O Tata-de-Inquice é o jovem que passou a me explicar
que naquele momento estava sendo realizado um ritual de origem africana no
segmento do candomblé e que se constituía em descarregar todos os males ou
encostos adquiridos em 2011, purificando, cada um dos participantes, para a
entrada no novo ano.
Tudo isto ao som dos atabaques.
Em recompensa por essa dádiva das “entidades” que
poderiam se incorporar em qualquer participante, pois todos, inclusive os
filhos-de-santo iniciados, dançam e entram em transe com o seu Orixá, várias
oferendas são, em determinado momento do ritual, lançadas ao mar.
O ritual encera-se à luz do sol do primeiro dia de
janeiro, mas a noite é longa e várias etapas seguem a tradição e orientação
espiritual. Nada é por acaso.
O Tata-de-Inquice é o Sacerdote da celebração, é o Pai-de
Santo, o mentor a quem todos seguem e cumprem as orientações.
Roberto, conhecido como neguinho e, também, “cutaleci”,
pertence a uma colônia da cidade de Una, no interior da Bahia.
Em Una, com os
seus adeptos, ele é o Tata-de-Inquice da comunidade e foi o esclarecedor das minhas duvidas
a cada etapa do evento, tendo como segunda pessoa na condução do seu “terreiro”
a Mãe Pequena e algumas Mães de Santo, como a Francisca conhecida como “mean kean”.
Todas as etapas são realizadas, os atabaques não param,
as vozes entoam cânticos de origem nagô, as rodas de dança das filhas de santo
são orientadas pelos mentores, os banhos de folhas, pipocas e águas bentas dão
o “descarrego” dos maus apegos do ano que se finda e a concentração nas rezas e
gestos aos Pais Espirituais, com súplicas de bons caminhos em todo o ano que
começa, dão a credibilidade aos pedidos que são retribuindos aos DEUSES pelo tudo tido ou pedido, com
oferendas simples, até artesanais, mas visíveis pelos clarões da fogueira feita
com palha dos coqueiros que rodeiam o local sagrado escolhido.
Vai-se o ano e ou outro começa no amanhecer do dia. Todos
já se foram as rezas foram feitas as oferendas entregues, com todo o ritual à
Yemanjá que é a Rainha do Mar, representante maior para o encaminhamento dos
pedidos e mentora das dádivas das graças merecidas.

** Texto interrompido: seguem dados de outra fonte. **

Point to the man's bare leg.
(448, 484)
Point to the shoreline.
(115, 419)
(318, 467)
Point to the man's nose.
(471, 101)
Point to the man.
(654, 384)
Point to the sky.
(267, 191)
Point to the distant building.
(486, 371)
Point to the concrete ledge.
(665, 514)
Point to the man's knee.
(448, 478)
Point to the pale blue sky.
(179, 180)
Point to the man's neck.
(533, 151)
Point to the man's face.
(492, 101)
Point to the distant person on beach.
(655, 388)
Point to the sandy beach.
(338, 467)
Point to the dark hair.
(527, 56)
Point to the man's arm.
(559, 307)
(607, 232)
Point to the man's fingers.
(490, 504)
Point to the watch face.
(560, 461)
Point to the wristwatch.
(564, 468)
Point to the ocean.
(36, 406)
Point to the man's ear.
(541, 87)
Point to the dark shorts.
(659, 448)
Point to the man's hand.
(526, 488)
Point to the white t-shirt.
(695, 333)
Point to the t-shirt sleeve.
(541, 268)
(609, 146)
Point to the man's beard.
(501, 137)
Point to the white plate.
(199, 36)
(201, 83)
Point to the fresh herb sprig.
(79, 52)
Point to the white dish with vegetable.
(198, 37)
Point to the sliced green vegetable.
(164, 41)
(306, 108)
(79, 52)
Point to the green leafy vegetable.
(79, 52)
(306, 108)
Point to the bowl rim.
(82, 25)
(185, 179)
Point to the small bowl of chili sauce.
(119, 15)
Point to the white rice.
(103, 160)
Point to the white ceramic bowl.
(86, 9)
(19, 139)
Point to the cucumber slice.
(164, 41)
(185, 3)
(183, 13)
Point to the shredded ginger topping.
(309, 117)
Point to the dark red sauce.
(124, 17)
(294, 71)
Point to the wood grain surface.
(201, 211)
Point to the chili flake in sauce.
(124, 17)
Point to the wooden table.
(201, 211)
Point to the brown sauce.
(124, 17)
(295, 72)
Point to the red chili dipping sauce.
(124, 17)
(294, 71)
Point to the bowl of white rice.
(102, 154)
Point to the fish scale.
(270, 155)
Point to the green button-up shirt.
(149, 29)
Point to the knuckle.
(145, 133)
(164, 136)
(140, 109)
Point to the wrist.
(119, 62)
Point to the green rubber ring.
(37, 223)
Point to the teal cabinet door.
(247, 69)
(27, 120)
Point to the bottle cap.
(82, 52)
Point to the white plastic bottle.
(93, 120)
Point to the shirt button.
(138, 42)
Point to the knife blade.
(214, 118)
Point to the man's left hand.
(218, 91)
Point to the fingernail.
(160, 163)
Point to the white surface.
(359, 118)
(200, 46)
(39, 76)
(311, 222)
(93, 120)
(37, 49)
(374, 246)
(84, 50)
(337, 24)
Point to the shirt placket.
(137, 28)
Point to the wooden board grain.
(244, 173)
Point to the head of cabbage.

De tudo ficou a certeza da missão cumprida e da
recompensa, fortalecida na FÉ e na ESPERANÇA por melhores dias, nas etapas do
novo ano onde a PAZ, talvez, seja o pedido maior de todos, independente se
alguns itens das oferendas foram devolvidos pelo mar.
Pois a vida continua, a natureza é bela, a esperança é a
força da existência e o que nos é dado por essa vastidão de mares, terras e
criaturas, com me falou José Alves (pescador de Itabuna/Ba) ao lançar a sua tarrafa em busca de Rubalos, Tainhas e Carrapetas (peixes da região), já são oferendas do PAI superior, sem sombra de dúvidas, bem maiores das que proporcionamos a nós mesmos, aos outros e ao próprio DEUS.
Axé ! E que venham os novos anos com muito amor.